Un progetto denominato «Gardaland bungalow village», che prevede un edificato di circa 40 mila metri cubi di «casette in muratura», (i moderni bungalow appunto), incastrate tra i terreni disegnati sulla carta dall’Amministrazione comunale di Castelnuovo a «parco del lago» e lo stesso parco divertimenti numero uno in Italia. Gardaland, dunque, punta sempre più ad includere nel «pacchetto» visitatori anche l’alloggio di presenza. Si è già dotato, infatti, di due Hotel tematici in via Derna e un terzo è già approvato alla costruzione. Ora vi aggiunge il villaggio turistico laterale al parco lungo via Verdi, la strada che dal cancello principale di ingresso al parco divertimenti, sulla strada Gardesana, prosegue fino alla riva del lago estendendosi su una superficie di 350 mila mq. Gardaland utilizzerà anche due terreni di proprietà comunale di circa 6 mila mq destinati a parcheggio dal piano regolatore di Castelnuovo. «In cambio, però – spiega il sindaco Giovanni Peretti – Gardaland cede al Comune 75 mila mq di terreni affacciati sulla riva per la realizzazione del “Parco del lago” municipale. L’accordo prevede, inoltre, che la volumetria concessa in origine venga dimezzata e le costruzioni vengano realizzate “a raso”, per non coprire il cono visivo del lago».

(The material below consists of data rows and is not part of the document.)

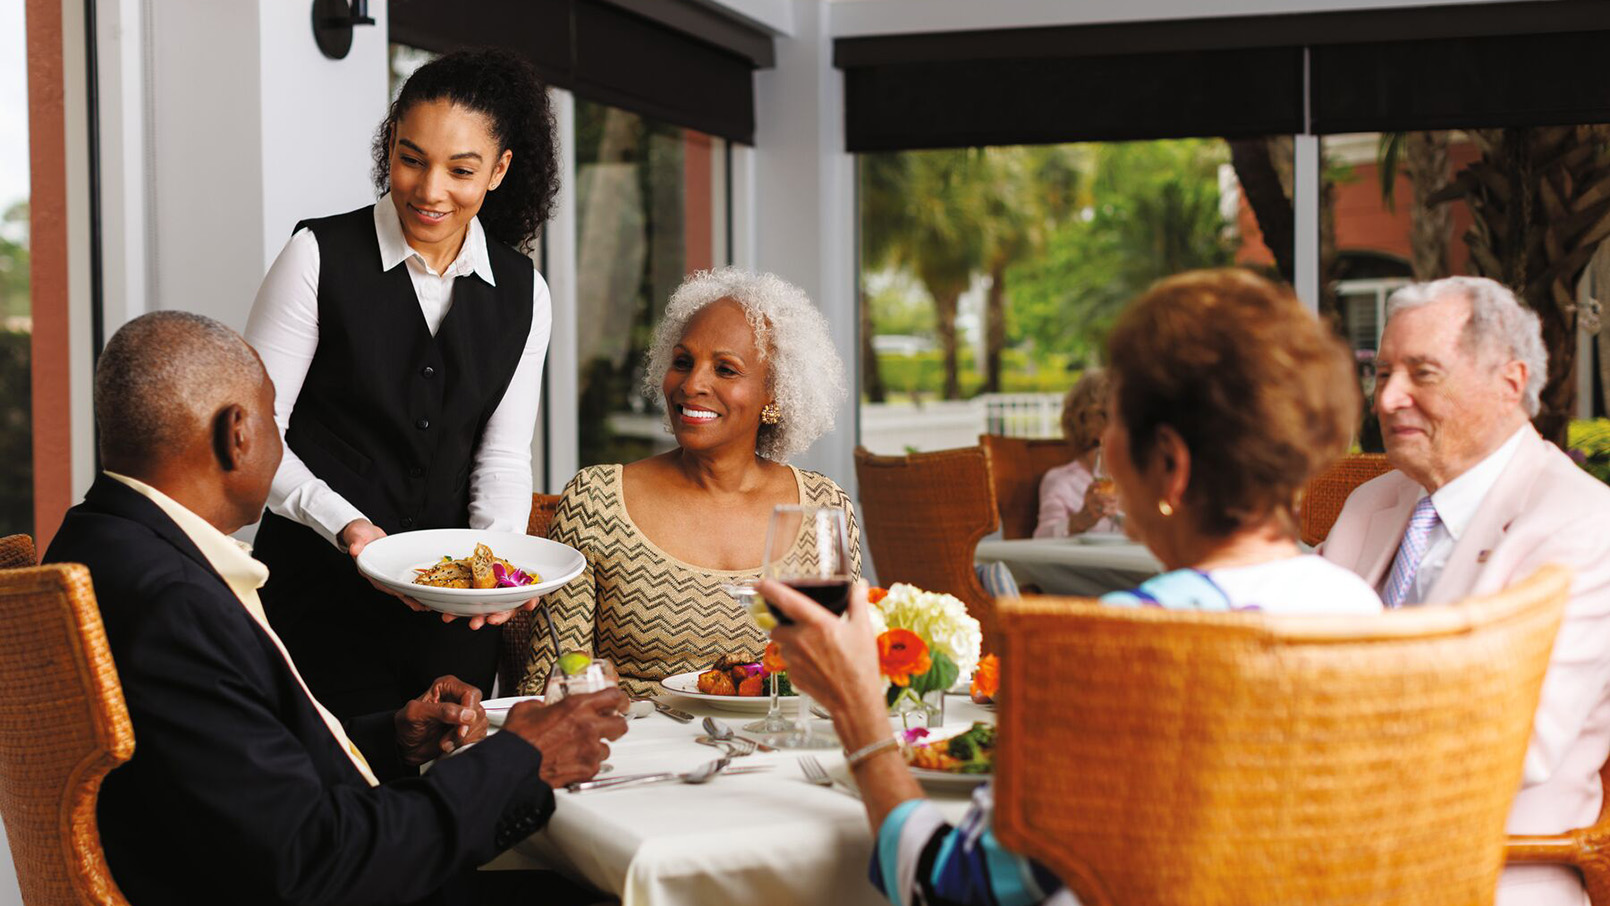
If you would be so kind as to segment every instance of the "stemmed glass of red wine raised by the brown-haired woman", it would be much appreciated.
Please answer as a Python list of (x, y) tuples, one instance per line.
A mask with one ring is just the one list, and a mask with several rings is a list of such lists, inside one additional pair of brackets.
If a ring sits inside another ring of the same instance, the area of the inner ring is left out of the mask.
[[(831, 613), (844, 615), (850, 607), (850, 529), (839, 507), (782, 505), (771, 510), (766, 528), (766, 563), (762, 568), (768, 579), (776, 579)], [(766, 607), (778, 623), (789, 618), (778, 608)], [(810, 697), (799, 687), (800, 710), (797, 731), (789, 743), (794, 748), (836, 748), (839, 739), (826, 721), (811, 721)]]

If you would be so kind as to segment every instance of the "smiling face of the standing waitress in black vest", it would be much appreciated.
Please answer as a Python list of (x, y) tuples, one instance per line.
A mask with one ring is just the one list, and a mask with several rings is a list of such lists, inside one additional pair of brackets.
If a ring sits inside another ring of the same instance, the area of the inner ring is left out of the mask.
[(446, 100), (404, 111), (391, 140), (391, 203), (409, 245), (456, 251), (512, 158), (485, 114)]

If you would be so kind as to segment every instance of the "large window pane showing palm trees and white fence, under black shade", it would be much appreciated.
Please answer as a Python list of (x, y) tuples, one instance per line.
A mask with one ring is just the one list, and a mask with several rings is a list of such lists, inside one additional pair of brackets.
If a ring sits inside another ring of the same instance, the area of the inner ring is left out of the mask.
[[(1061, 396), (1100, 365), (1129, 299), (1180, 270), (1280, 275), (1291, 261), (1253, 216), (1256, 201), (1291, 217), (1290, 138), (898, 151), (858, 167), (874, 452), (1058, 436)], [(1238, 167), (1264, 196), (1249, 200)]]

L’accordo di pianificazione urbanistica risale al 2005, con una deliberazione del Consiglio comunale. Diverse le tappe amministrative successive, fino alla data del 2015 quando è stato approvato definitivamente il secondo Piano degli interventi, in cui va ad inserirsi anche questo Pua. «È’ una pianificazione che risale alle vecchie Amministrazioni e che ci siamo trovati – premettono il sindaco e la sua vice anche assessore all’Urbanistica, Ilaria Tomezzoli –. Nel vecchio Piano regolatore ancora del 1998 Gardaland aveva già inserito in quell’area 85 mila metri cubi di zona turistico-ricettiva. Noi abbiamo dimezzato. Per fare il Parco del lago ci servono i terreni, che noi non abbiamo, quindi si sono fatti questi accordi urbanistici pubblico-privato».

C’è da ricordare, che Gardaland potrebbe in futuro andare a «gestire» anche il «Parco del lago», poiché Peretti ha sempre affermato che il Comune non dispone dei soldi per la gestione del polmone verde. Per questo motivo, nell’aprile 2016, la giunta municipale di Castelnuovo del Garda ha approvato uno studio di fattibilità per la realizzazione di un nuovo campo da golf che ricoprirebbe praticamente tutta l’area destinata nel Pat a «Parco del lago». E nella relazione è riportato anche il passaggio: «La vicinanza con il parco tematico Gardaland è una grande opportunità, poiché in tutto il mondo si sono costruiti golf all’interno dei parchi, come a Disney World (Florida) dove ve ne sono quattro …». Ma ora Peretti puntualizza: «Non c’è nulla di deciso. Si tratta solo di uno studio di fattibilità inserito nel piano triennale delle opere».